Guillem Domingo, a 29-year-old spokesman for the platform, accepts that more cash transactions will boost Spain’s already flourishing black market but insists there is no alternative.

“Look,” he says, “What do they want?” he asks. “An entire society on the streets with no purchasing power, nowhere to live and no hope? A country that doesn’t give its people a second chance is a third-world country.”

The meeting is told of a civil-disobedience action planned for Terrassa's 12 branches of Caixa Banc. "Take up the entire place in a queue, then each person should take a long time asking for information at the desk, getting change of €10 in five-cent pieces, depositing €2 in their account . . . anything to disrupt their business," says Marta Muntanyola, a 31-year-old secondary teacher who volunteers with the platform.

The support network developed initially in Barcelona as a natural continuation of the international Occupy, or Indignados, movement and the 15M protests (so-called because nationwide demonstrations for a radical change in Spanish politics began on May 15th, 2011). It grew to its current 160 bases across Spain as the country’s double-dip recession fed the dole queues – the jobless rate is more than 26 per cent overall, and almost 57 per cent among under-25s.

The movement’s demand is threefold: stop all evictions, allow homeowners who can no longer pay their mortgages to hand back the keys and be released from debt, and use the glut of three million empty homes across Spain – a million of them owned by banks – to provide social housing at reasonable rents.

It has picketed politicians’ offices, blocked bailiffs trying to carry out evictions, and organised sit-ins in bank branches, which has on occasion led to the bank’s director agreeing to negotiate with mortgage-holders.

The main face of the movement is spokeswoman and one-time TV series actor Ada Colau.

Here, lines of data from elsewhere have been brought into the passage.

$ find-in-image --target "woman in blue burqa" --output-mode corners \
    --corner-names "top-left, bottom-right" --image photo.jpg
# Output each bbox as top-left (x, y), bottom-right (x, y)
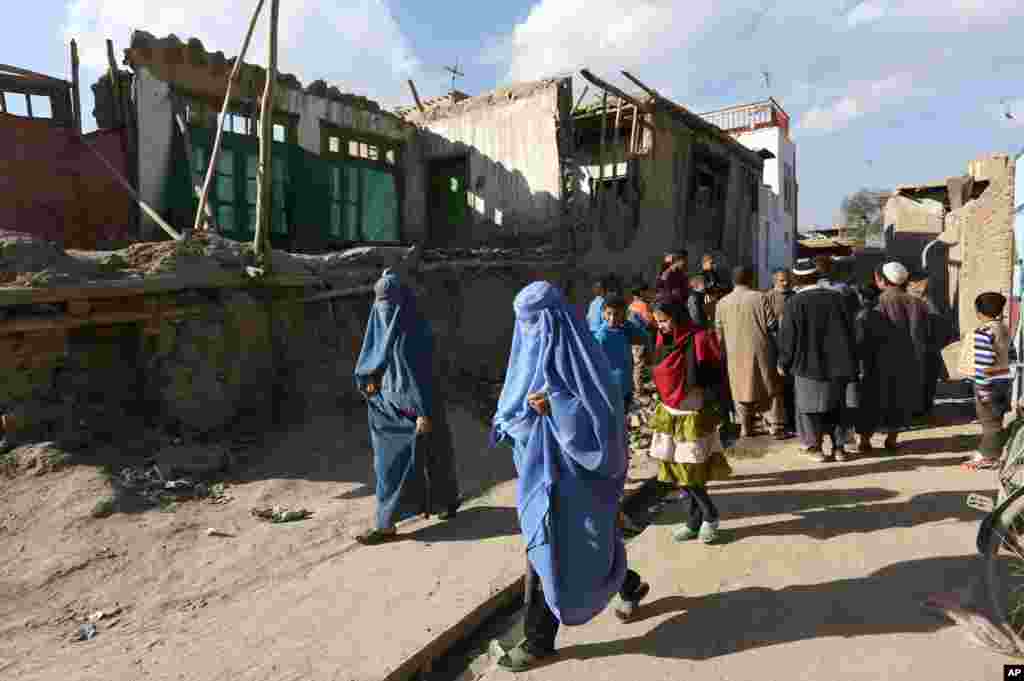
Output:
top-left (355, 269), bottom-right (459, 545)
top-left (492, 282), bottom-right (650, 671)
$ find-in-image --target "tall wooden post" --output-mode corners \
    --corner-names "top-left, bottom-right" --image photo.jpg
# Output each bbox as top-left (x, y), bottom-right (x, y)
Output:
top-left (193, 0), bottom-right (263, 231)
top-left (106, 40), bottom-right (125, 128)
top-left (71, 40), bottom-right (82, 134)
top-left (253, 0), bottom-right (280, 274)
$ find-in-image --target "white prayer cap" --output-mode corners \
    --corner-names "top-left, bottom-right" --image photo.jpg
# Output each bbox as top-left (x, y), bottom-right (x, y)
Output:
top-left (882, 262), bottom-right (910, 286)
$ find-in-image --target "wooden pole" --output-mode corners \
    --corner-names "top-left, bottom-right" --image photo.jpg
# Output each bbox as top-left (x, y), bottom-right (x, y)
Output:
top-left (594, 91), bottom-right (608, 231)
top-left (253, 0), bottom-right (281, 274)
top-left (71, 40), bottom-right (82, 134)
top-left (193, 0), bottom-right (264, 230)
top-left (106, 40), bottom-right (124, 127)
top-left (630, 107), bottom-right (640, 154)
top-left (79, 137), bottom-right (183, 241)
top-left (580, 69), bottom-right (641, 107)
top-left (569, 85), bottom-right (590, 114)
top-left (174, 111), bottom-right (218, 231)
top-left (409, 78), bottom-right (427, 114)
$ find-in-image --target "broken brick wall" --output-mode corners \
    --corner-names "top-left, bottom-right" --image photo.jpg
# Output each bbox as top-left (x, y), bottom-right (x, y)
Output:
top-left (941, 154), bottom-right (1016, 334)
top-left (0, 264), bottom-right (572, 448)
top-left (0, 114), bottom-right (135, 249)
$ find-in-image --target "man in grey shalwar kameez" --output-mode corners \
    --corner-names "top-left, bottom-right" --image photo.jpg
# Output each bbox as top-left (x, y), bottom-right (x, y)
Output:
top-left (778, 259), bottom-right (858, 463)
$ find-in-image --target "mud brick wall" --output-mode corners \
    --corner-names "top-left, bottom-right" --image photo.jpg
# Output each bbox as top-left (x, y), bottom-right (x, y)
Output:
top-left (0, 114), bottom-right (137, 249)
top-left (0, 267), bottom-right (573, 451)
top-left (944, 156), bottom-right (1015, 332)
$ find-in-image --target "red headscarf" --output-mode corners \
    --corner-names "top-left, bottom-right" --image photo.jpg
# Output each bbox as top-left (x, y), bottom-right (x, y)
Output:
top-left (651, 321), bottom-right (722, 409)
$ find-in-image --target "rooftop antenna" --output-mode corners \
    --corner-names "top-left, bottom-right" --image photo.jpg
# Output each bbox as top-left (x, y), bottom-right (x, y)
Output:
top-left (444, 61), bottom-right (466, 92)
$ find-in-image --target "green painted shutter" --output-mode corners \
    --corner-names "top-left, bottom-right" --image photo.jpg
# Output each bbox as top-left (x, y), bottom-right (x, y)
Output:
top-left (362, 168), bottom-right (398, 242)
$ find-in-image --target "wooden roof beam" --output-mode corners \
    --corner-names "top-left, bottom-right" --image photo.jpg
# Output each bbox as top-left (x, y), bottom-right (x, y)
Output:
top-left (580, 69), bottom-right (643, 109)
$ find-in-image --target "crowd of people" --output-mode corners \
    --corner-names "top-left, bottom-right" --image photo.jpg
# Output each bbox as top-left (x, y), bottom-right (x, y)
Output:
top-left (355, 251), bottom-right (1010, 671)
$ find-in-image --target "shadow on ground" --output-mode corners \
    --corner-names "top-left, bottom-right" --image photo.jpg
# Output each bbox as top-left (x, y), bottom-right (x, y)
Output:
top-left (711, 450), bottom-right (973, 494)
top-left (557, 556), bottom-right (979, 659)
top-left (401, 506), bottom-right (519, 543)
top-left (654, 488), bottom-right (981, 543)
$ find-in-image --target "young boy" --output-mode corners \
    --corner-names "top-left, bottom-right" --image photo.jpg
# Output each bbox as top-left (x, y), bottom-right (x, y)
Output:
top-left (961, 292), bottom-right (1011, 470)
top-left (594, 293), bottom-right (650, 533)
top-left (594, 293), bottom-right (650, 413)
top-left (587, 276), bottom-right (609, 333)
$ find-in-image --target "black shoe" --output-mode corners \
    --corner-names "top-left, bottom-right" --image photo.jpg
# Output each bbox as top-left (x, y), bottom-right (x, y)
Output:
top-left (437, 499), bottom-right (462, 520)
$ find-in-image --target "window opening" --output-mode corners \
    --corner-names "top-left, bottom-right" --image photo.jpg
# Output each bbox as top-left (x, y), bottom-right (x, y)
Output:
top-left (26, 94), bottom-right (53, 118)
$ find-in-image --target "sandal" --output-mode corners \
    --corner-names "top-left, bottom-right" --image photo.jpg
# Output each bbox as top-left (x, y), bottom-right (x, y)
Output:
top-left (355, 527), bottom-right (398, 546)
top-left (437, 499), bottom-right (462, 520)
top-left (498, 641), bottom-right (555, 672)
top-left (961, 459), bottom-right (999, 471)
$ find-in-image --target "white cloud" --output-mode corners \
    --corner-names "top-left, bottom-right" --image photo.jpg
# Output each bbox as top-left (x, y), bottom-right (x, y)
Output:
top-left (846, 1), bottom-right (887, 28)
top-left (62, 0), bottom-right (439, 105)
top-left (797, 71), bottom-right (931, 133)
top-left (505, 0), bottom-right (717, 85)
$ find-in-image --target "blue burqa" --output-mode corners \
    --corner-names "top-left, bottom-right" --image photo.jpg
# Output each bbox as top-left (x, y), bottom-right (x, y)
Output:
top-left (492, 282), bottom-right (627, 625)
top-left (355, 270), bottom-right (458, 529)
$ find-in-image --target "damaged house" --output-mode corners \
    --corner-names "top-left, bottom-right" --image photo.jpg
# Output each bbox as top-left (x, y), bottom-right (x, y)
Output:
top-left (0, 58), bottom-right (135, 249)
top-left (399, 71), bottom-right (772, 286)
top-left (700, 97), bottom-right (800, 286)
top-left (884, 154), bottom-right (1017, 330)
top-left (16, 31), bottom-right (770, 286)
top-left (125, 31), bottom-right (419, 251)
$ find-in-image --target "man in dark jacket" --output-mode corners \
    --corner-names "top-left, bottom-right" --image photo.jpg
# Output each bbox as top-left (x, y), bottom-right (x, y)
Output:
top-left (778, 259), bottom-right (858, 463)
top-left (654, 250), bottom-right (689, 303)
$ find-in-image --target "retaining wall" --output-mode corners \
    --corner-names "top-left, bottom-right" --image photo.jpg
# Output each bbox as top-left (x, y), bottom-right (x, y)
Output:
top-left (0, 263), bottom-right (571, 448)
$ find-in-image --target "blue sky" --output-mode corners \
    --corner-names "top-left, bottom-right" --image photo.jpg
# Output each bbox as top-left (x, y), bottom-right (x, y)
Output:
top-left (8, 0), bottom-right (1024, 227)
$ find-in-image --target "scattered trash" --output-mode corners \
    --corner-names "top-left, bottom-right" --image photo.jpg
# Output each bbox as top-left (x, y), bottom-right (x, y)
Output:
top-left (252, 506), bottom-right (313, 522)
top-left (206, 527), bottom-right (234, 537)
top-left (89, 607), bottom-right (121, 623)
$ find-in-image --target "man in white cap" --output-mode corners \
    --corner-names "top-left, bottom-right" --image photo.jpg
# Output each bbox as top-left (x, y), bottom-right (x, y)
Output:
top-left (857, 262), bottom-right (930, 453)
top-left (778, 259), bottom-right (858, 463)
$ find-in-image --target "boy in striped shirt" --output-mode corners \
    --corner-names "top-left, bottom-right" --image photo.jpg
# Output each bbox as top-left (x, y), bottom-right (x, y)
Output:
top-left (965, 292), bottom-right (1011, 470)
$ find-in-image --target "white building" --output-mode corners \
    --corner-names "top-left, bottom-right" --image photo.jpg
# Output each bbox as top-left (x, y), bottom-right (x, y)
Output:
top-left (701, 98), bottom-right (800, 288)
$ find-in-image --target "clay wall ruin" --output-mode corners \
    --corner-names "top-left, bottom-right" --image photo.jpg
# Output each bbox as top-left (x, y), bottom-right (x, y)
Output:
top-left (0, 236), bottom-right (570, 449)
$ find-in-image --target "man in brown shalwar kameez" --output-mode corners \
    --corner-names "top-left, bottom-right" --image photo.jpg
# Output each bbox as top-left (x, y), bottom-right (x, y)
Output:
top-left (715, 266), bottom-right (786, 439)
top-left (857, 262), bottom-right (930, 452)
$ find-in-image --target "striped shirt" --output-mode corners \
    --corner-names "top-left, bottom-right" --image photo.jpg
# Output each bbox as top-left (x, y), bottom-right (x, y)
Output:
top-left (974, 326), bottom-right (1010, 401)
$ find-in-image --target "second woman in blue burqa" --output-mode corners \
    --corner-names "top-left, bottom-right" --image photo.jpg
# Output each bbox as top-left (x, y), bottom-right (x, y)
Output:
top-left (355, 270), bottom-right (459, 544)
top-left (492, 282), bottom-right (649, 671)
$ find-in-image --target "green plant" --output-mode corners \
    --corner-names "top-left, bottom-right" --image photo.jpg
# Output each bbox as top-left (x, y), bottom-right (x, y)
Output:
top-left (46, 450), bottom-right (71, 470)
top-left (92, 497), bottom-right (114, 518)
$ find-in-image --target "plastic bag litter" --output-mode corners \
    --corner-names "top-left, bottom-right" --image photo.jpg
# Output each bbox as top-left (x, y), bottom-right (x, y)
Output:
top-left (252, 506), bottom-right (313, 522)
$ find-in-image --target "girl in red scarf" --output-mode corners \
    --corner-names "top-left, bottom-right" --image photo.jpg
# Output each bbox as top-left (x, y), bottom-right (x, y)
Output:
top-left (648, 298), bottom-right (732, 544)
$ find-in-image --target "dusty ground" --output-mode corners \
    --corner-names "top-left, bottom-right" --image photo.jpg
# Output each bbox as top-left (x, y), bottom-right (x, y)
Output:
top-left (0, 399), bottom-right (513, 679)
top-left (462, 403), bottom-right (1019, 681)
top-left (0, 382), bottom-right (1006, 681)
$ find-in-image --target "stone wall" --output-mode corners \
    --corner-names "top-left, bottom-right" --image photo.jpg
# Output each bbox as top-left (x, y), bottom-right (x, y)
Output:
top-left (407, 79), bottom-right (571, 245)
top-left (0, 263), bottom-right (571, 449)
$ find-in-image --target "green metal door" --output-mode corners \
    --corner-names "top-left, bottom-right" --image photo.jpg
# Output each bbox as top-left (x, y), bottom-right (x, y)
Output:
top-left (430, 159), bottom-right (469, 246)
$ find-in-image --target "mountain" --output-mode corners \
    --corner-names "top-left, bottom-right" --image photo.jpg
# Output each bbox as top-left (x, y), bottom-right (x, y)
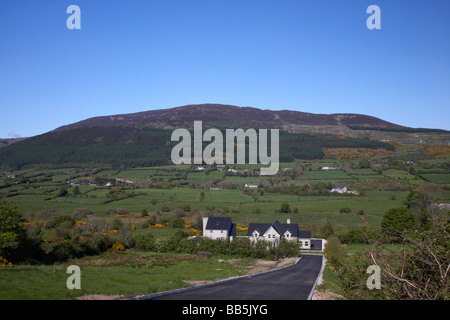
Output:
top-left (51, 104), bottom-right (402, 131)
top-left (0, 104), bottom-right (450, 169)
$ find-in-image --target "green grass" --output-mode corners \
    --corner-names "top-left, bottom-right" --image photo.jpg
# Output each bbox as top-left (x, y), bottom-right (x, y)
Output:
top-left (0, 251), bottom-right (253, 300)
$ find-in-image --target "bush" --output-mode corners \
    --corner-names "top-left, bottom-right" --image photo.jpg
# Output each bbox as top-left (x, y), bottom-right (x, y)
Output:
top-left (170, 218), bottom-right (184, 228)
top-left (131, 232), bottom-right (156, 251)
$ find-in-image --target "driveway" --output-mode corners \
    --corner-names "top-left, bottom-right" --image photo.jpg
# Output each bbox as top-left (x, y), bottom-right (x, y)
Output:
top-left (136, 254), bottom-right (323, 300)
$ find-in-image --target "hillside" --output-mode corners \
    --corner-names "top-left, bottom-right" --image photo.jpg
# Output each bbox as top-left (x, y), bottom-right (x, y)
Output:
top-left (51, 104), bottom-right (402, 131)
top-left (0, 104), bottom-right (450, 169)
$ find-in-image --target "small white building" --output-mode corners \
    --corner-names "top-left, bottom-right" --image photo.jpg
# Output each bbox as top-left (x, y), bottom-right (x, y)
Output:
top-left (203, 217), bottom-right (236, 240)
top-left (247, 219), bottom-right (299, 244)
top-left (331, 187), bottom-right (347, 193)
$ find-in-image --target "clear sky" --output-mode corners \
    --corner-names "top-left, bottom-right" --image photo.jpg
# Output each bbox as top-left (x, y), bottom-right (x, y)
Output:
top-left (0, 0), bottom-right (450, 138)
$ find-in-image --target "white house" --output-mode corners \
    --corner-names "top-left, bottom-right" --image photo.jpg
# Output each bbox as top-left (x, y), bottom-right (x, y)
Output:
top-left (247, 219), bottom-right (306, 243)
top-left (203, 217), bottom-right (236, 240)
top-left (331, 187), bottom-right (347, 193)
top-left (203, 217), bottom-right (316, 250)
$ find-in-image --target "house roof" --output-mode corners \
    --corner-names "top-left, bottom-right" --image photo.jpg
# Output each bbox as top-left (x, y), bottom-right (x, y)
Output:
top-left (247, 221), bottom-right (299, 238)
top-left (205, 217), bottom-right (236, 237)
top-left (298, 230), bottom-right (311, 239)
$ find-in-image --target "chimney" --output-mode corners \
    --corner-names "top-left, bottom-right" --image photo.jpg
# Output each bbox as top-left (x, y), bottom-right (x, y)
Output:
top-left (202, 217), bottom-right (209, 235)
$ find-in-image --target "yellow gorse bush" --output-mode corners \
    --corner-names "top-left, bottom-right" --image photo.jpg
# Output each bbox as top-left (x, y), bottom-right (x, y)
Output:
top-left (111, 241), bottom-right (125, 251)
top-left (0, 256), bottom-right (12, 268)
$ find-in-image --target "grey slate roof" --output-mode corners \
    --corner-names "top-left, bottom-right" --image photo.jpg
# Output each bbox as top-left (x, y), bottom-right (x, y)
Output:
top-left (205, 217), bottom-right (236, 237)
top-left (247, 221), bottom-right (299, 238)
top-left (298, 231), bottom-right (311, 239)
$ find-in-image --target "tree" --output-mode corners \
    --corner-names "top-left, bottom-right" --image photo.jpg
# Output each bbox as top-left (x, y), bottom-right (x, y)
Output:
top-left (381, 207), bottom-right (415, 240)
top-left (319, 221), bottom-right (334, 239)
top-left (369, 217), bottom-right (450, 300)
top-left (280, 202), bottom-right (291, 213)
top-left (0, 196), bottom-right (26, 259)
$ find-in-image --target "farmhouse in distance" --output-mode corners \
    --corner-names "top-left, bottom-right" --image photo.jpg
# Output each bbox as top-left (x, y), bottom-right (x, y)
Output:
top-left (203, 217), bottom-right (322, 251)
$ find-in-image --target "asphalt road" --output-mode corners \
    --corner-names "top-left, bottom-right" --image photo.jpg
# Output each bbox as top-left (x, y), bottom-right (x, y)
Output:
top-left (140, 255), bottom-right (323, 300)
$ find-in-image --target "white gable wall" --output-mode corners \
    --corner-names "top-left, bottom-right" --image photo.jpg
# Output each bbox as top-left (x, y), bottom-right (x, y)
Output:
top-left (203, 229), bottom-right (228, 239)
top-left (263, 227), bottom-right (280, 242)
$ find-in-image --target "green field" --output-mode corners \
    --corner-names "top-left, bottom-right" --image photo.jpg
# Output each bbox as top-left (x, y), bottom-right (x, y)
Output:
top-left (0, 148), bottom-right (450, 299)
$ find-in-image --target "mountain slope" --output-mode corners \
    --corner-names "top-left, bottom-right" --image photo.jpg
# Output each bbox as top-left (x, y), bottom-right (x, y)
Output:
top-left (55, 104), bottom-right (401, 131)
top-left (0, 104), bottom-right (450, 169)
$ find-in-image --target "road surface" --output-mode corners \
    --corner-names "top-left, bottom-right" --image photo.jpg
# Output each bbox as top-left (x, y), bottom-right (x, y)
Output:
top-left (138, 255), bottom-right (323, 300)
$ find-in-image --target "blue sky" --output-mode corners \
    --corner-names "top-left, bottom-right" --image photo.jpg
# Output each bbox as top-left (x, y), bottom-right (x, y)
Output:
top-left (0, 0), bottom-right (450, 138)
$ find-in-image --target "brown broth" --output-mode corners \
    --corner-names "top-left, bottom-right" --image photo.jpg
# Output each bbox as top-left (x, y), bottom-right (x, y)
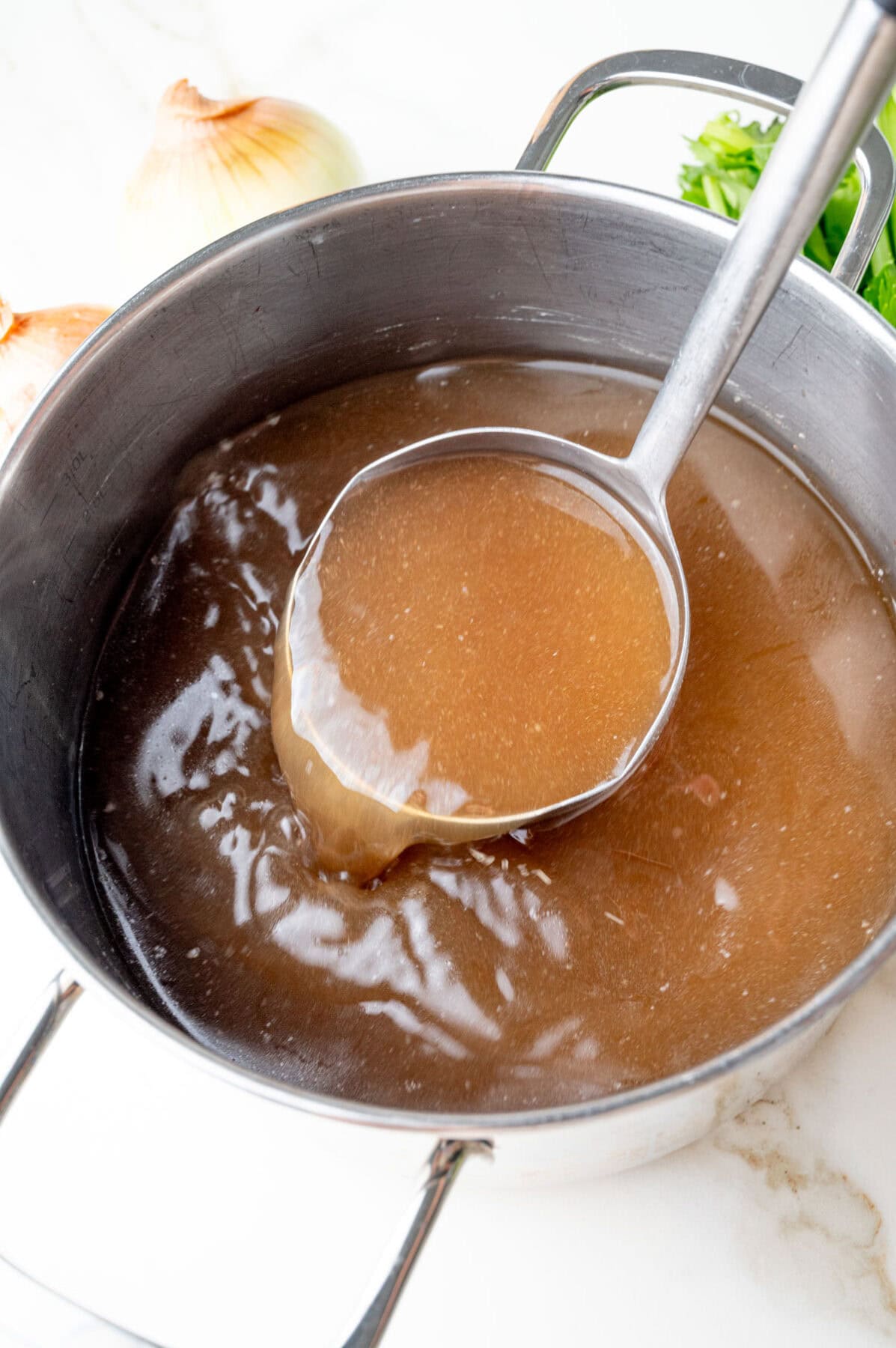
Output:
top-left (84, 361), bottom-right (896, 1109)
top-left (272, 453), bottom-right (677, 880)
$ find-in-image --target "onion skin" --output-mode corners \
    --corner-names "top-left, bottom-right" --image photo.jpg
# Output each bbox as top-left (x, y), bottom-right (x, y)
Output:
top-left (0, 300), bottom-right (112, 457)
top-left (120, 79), bottom-right (361, 287)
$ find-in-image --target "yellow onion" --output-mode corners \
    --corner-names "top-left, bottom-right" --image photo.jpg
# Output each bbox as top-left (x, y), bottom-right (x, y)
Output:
top-left (121, 79), bottom-right (360, 286)
top-left (0, 298), bottom-right (111, 455)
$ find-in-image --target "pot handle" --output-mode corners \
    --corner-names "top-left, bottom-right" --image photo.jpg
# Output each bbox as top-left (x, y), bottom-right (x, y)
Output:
top-left (342, 1139), bottom-right (492, 1348)
top-left (0, 969), bottom-right (84, 1123)
top-left (516, 50), bottom-right (896, 290)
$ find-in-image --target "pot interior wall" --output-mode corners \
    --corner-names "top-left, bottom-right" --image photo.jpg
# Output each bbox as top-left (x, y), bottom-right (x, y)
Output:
top-left (0, 174), bottom-right (896, 1013)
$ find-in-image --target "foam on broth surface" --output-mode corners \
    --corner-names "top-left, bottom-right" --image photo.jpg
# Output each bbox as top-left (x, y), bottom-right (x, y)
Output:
top-left (84, 361), bottom-right (896, 1109)
top-left (271, 452), bottom-right (677, 880)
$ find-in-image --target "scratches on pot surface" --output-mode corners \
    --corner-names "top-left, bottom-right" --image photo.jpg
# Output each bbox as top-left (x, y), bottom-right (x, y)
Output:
top-left (714, 1093), bottom-right (896, 1340)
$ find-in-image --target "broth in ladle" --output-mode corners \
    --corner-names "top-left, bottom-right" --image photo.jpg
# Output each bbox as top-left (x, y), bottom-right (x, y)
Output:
top-left (272, 453), bottom-right (677, 880)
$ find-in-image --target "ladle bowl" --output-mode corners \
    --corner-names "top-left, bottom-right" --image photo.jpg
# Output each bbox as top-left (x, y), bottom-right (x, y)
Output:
top-left (271, 426), bottom-right (690, 873)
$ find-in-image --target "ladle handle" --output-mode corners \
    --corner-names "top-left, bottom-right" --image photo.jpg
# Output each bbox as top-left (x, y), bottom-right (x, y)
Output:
top-left (628, 0), bottom-right (896, 500)
top-left (517, 49), bottom-right (896, 290)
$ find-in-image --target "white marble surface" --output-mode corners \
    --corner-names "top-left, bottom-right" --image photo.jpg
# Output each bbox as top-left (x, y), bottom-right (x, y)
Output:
top-left (0, 0), bottom-right (896, 1348)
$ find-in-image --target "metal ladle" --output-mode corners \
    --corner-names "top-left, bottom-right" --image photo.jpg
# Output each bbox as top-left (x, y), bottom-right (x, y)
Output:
top-left (272, 0), bottom-right (896, 868)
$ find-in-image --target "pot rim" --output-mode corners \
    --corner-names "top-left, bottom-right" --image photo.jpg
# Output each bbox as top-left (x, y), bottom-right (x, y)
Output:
top-left (7, 170), bottom-right (896, 1138)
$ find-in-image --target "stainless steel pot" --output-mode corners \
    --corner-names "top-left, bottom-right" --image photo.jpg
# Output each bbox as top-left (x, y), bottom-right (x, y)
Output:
top-left (0, 52), bottom-right (896, 1345)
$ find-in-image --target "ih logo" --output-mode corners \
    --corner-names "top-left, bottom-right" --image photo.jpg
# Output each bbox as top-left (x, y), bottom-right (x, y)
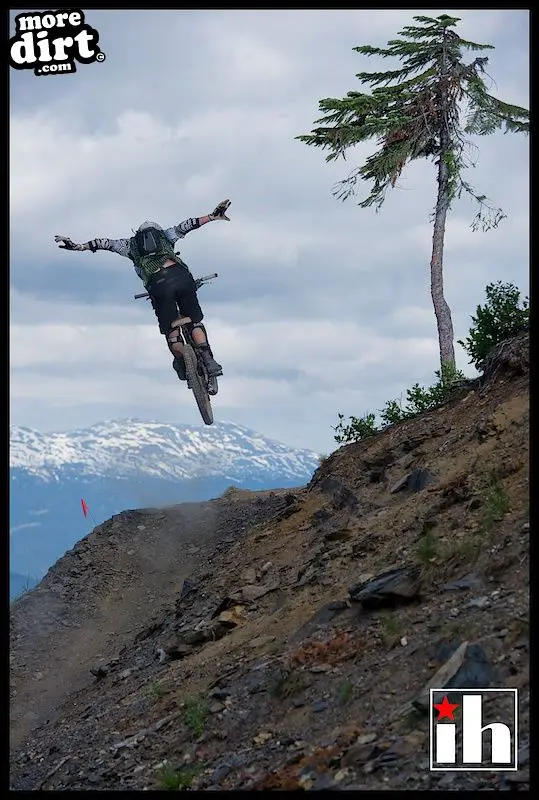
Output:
top-left (9, 8), bottom-right (105, 75)
top-left (430, 689), bottom-right (518, 772)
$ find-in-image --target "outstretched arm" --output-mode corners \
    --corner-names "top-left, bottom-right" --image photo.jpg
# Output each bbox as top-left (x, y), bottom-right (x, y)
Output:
top-left (54, 236), bottom-right (130, 258)
top-left (165, 200), bottom-right (230, 244)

The campaign says it has had about 730 evictions suspended by the courts and about 712 people rehoused both in individual apartments and in bank-owned apartment buildings taken over by activists.

Those helped by the movement in turn devote their efforts to supporting and advising others, and to attending anti-eviction protests. Everyone works on a voluntary basis.

"Who would have thought even five years ago, when people were still buying apartments and caught up in that world, that this is how we would be spending our evenings," said Muntanyola after the Terrassa meeting. "People come here with a mix of fear and shame. They eventually see that, collectively, they can take action – sí se puede."